In those days, a department would just have a single professor who served also as chair. I saw from the title pages of those books that Hedrick was the professor and Kellogg assistant professor. Indeed, I found the book Applications of Calculus to Mechanics by Hedrick, which listed him as professor of mathematics at MU and Kellogg as MU assistant professor. Ginn and Company published the book in 1909.

The preface to this book contained a paragraph about pedagogical issues of teaching mathematics to students who must apply the material in professions such as engineering, and it used MU as an example.

University archives revealed that Earle Raymond Hedrick had taken the PhD at Gottingen in 1901 after undergraduate work at Michigan and graduate studies at Harvard. After a semester at the Ecole Normale in Paris, Hedrick obtained a position as mathematics instructor in the graduate science division at Yale. In 1903, he came to MU as professor and chair of mathematics.

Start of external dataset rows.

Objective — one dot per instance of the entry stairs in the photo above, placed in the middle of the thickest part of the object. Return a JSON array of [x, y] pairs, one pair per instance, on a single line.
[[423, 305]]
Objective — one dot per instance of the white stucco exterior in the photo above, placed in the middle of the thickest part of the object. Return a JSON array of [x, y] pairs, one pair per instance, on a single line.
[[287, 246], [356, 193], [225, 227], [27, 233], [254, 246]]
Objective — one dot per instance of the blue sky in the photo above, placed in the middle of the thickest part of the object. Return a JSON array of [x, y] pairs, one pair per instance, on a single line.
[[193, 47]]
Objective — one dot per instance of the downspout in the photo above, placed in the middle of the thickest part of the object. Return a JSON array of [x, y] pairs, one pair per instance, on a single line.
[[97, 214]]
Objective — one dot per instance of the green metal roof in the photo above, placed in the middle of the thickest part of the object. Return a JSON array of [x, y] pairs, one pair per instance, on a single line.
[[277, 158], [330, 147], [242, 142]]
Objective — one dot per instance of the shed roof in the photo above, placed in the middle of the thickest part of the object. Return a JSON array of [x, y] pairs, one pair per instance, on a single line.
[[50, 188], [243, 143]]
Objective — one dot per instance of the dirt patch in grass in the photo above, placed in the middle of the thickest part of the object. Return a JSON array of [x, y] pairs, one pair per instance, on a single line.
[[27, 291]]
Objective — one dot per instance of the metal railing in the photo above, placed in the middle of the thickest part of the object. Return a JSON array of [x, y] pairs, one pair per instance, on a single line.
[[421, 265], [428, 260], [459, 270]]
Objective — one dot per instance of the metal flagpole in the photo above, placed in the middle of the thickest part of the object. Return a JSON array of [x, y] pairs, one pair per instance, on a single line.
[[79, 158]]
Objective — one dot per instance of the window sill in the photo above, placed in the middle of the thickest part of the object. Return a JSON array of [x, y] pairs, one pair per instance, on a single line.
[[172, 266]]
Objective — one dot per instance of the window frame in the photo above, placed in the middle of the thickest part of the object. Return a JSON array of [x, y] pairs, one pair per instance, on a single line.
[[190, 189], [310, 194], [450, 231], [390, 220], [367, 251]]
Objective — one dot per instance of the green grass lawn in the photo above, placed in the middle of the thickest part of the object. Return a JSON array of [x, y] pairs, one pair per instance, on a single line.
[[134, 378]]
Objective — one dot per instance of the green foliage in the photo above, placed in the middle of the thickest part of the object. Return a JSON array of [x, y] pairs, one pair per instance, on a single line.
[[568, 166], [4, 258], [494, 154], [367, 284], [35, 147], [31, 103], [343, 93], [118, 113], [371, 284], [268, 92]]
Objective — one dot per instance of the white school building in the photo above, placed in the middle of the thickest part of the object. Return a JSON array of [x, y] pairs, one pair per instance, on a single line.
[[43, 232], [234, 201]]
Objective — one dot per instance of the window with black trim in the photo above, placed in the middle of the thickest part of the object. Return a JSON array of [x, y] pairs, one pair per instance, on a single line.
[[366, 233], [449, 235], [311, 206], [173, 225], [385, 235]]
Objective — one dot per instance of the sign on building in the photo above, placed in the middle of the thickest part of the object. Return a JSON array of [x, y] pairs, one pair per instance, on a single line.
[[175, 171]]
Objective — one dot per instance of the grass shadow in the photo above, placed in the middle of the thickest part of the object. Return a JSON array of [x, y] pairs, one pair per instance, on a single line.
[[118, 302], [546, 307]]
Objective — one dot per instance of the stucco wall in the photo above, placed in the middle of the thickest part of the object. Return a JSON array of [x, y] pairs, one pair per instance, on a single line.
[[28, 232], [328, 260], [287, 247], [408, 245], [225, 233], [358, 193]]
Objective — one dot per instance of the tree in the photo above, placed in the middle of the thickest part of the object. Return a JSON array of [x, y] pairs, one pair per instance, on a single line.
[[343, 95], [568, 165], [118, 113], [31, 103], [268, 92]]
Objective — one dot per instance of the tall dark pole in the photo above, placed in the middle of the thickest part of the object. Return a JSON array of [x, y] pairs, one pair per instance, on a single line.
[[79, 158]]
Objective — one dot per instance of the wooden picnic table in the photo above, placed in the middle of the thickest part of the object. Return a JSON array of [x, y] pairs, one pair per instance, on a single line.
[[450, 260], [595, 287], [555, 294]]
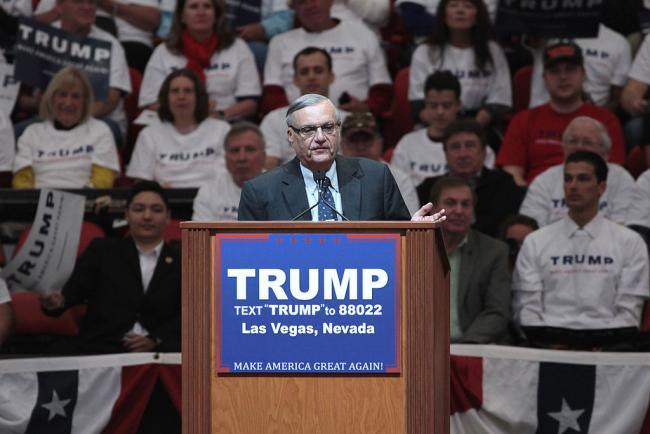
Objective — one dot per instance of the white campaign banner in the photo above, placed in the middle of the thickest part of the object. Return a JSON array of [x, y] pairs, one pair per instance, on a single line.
[[8, 88], [47, 257]]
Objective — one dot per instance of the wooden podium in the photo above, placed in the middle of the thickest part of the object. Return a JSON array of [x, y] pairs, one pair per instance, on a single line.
[[414, 401]]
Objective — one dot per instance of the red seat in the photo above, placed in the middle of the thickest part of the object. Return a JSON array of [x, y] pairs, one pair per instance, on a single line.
[[398, 121], [521, 82], [89, 231], [132, 112], [636, 162], [645, 318]]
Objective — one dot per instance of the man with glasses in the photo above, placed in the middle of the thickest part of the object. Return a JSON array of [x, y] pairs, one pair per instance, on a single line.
[[466, 150], [358, 189], [545, 197]]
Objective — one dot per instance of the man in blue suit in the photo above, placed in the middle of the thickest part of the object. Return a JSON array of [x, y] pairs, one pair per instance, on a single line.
[[356, 188]]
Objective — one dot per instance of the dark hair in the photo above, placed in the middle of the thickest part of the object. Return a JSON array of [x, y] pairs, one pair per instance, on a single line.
[[442, 80], [143, 186], [480, 33], [596, 161], [202, 104], [445, 182], [312, 50], [516, 219], [225, 37], [464, 125]]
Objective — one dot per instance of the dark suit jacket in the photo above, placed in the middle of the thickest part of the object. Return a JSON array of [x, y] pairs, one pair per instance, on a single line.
[[107, 277], [483, 289], [498, 197], [368, 192]]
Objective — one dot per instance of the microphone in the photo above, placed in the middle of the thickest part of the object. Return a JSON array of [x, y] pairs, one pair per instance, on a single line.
[[319, 177]]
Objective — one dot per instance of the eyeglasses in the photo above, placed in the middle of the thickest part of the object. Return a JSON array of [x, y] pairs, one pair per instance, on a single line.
[[309, 131]]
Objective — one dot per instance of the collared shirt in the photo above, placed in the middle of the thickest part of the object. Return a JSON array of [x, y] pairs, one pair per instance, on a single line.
[[454, 265], [148, 261], [593, 277], [311, 188]]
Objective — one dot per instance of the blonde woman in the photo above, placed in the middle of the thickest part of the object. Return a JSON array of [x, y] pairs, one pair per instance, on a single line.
[[69, 148]]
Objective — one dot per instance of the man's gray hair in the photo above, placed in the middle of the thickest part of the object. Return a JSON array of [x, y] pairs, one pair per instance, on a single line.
[[309, 100], [605, 140]]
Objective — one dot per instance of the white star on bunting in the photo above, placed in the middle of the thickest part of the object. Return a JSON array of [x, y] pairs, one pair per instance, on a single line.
[[56, 406], [567, 417]]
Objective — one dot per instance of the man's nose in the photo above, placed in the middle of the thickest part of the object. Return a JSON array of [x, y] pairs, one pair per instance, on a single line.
[[320, 135]]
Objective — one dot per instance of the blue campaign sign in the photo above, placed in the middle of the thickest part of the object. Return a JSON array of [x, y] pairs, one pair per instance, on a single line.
[[307, 303]]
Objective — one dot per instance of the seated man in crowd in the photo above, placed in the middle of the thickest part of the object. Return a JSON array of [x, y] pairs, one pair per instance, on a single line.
[[360, 138], [607, 59], [362, 79], [479, 277], [496, 192], [312, 73], [583, 272], [244, 154], [533, 140], [420, 153], [6, 313], [545, 197], [132, 286]]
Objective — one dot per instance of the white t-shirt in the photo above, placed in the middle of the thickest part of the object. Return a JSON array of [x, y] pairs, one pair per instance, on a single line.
[[17, 8], [217, 199], [477, 88], [358, 61], [119, 75], [126, 32], [64, 159], [422, 158], [274, 129], [590, 278], [178, 160], [640, 70], [545, 203], [607, 62], [432, 6], [4, 292], [7, 143], [406, 187], [231, 74]]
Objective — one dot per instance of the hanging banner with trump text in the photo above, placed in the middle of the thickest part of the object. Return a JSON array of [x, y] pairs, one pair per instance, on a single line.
[[550, 18], [42, 50], [308, 303]]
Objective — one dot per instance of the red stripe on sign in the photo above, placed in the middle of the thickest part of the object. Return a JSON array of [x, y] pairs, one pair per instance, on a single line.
[[137, 385]]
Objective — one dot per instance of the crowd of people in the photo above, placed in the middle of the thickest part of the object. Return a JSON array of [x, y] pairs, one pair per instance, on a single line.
[[544, 225]]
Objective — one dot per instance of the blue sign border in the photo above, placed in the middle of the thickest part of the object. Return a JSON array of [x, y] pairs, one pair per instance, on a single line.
[[381, 355]]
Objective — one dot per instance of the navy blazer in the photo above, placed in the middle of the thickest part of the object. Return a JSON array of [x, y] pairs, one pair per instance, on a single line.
[[107, 278], [368, 192]]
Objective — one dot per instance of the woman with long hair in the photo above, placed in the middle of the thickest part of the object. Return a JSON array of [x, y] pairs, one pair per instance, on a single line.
[[200, 40], [461, 43], [69, 148], [185, 147]]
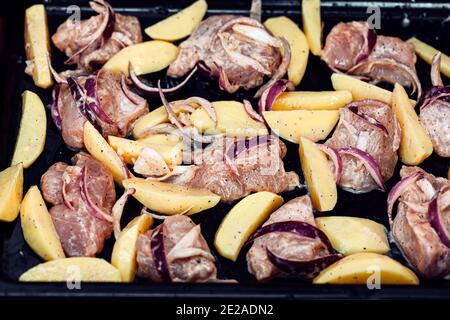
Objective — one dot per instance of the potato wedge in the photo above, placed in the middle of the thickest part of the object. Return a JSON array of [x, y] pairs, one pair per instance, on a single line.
[[292, 124], [32, 132], [125, 250], [11, 191], [318, 176], [427, 52], [168, 198], [415, 145], [242, 220], [162, 138], [103, 152], [180, 25], [312, 25], [153, 118], [130, 150], [146, 57], [350, 235], [71, 270], [358, 267], [232, 119], [37, 45], [37, 226], [311, 100], [285, 27], [361, 90]]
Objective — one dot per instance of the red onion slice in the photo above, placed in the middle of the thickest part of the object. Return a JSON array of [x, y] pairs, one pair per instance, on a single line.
[[159, 254], [93, 209], [272, 92], [117, 210], [55, 74], [299, 228], [333, 154], [55, 110], [92, 101], [79, 96], [282, 68], [369, 163], [154, 92], [304, 269], [398, 190], [102, 34], [251, 112], [435, 219], [372, 121]]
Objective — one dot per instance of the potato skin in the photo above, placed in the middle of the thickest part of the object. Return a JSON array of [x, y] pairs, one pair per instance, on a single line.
[[179, 25], [84, 269], [415, 145]]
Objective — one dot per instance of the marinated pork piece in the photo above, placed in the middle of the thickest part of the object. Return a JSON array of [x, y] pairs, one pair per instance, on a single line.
[[371, 127], [95, 40], [117, 107], [420, 230], [233, 168], [237, 50], [175, 251], [435, 111], [297, 245], [81, 230], [354, 48]]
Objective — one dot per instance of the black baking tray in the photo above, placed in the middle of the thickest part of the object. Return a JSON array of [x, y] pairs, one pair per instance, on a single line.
[[428, 21]]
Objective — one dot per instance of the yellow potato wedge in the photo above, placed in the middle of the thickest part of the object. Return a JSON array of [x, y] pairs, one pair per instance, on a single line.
[[37, 45], [350, 235], [11, 191], [32, 132], [427, 52], [292, 124], [312, 100], [361, 268], [361, 90], [242, 220], [318, 176], [37, 226], [145, 57], [99, 148], [170, 199], [125, 250], [285, 27], [415, 145], [162, 138], [179, 25], [232, 120], [130, 150], [72, 270], [312, 25]]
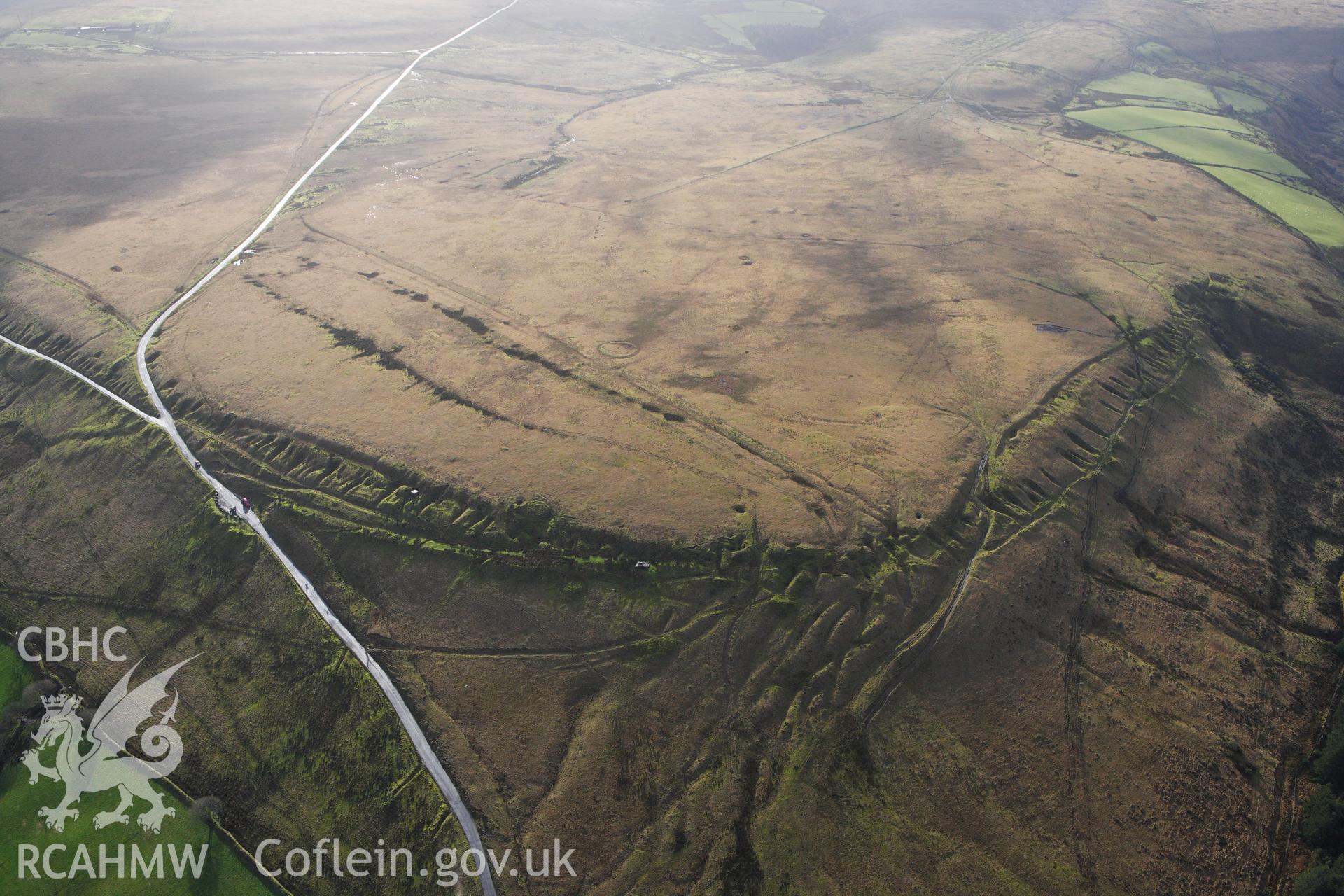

The April 16, 1906, report of the University of Missouri Board of Curators confirmed the recollections of those now-departed MU faculty members who set me on this trail: “In the summer of 1905, G.A. Bliss, assistant professor of mathematics, resigned to accept a position at Princeton. Oliver D. Kellogg has been elected as his successor. Louis Ingold, instructor of mathematics, has been granted a year’s leave of absence. This, together with the large enrollment in mathematics, has made it necessary to appoint two additional instructors in that subject. R.L. Borger and W.D.A. Westfall have been appointed.”

The 1906 record also reveals that Oliver Dimon Kellogg had taken his earlier work at Princeton, then obtained his PhD in Gottingen in 1902, a year later than Hedrick; but these two men must have met in Gottingen.

Also, Hedrick would have become acquainted with Westfall when they were both at Yale.

So Hedrick, lucky enough to finish before Kellogg, would obtain the sole mathematics professorship at MU in 1903; Kellogg would have to wait until 1905 when the sole assistant professorship at MU was open. He served as an instructor at Princeton before joining Hedrick on the faculty that built up American mathematics education in the Midwest. He stayed at Mizzou for about 15 years, leaving to take a professorship at Harvard in 1919 when he was about 40 years old. Hedrick would continue his service at MU until his move to UCLA in 1924.

How sad that the name Hedrick is associated with California through the Hedrick Assistant Professorships at UCLA and Kellogg is known for having been a Harvard professor and a pioneer researcher in potential theory, but neither man is commemorated for his pioneering work in graduate and undergraduate education at Ole Mizzou during the first quarter of the 20th century.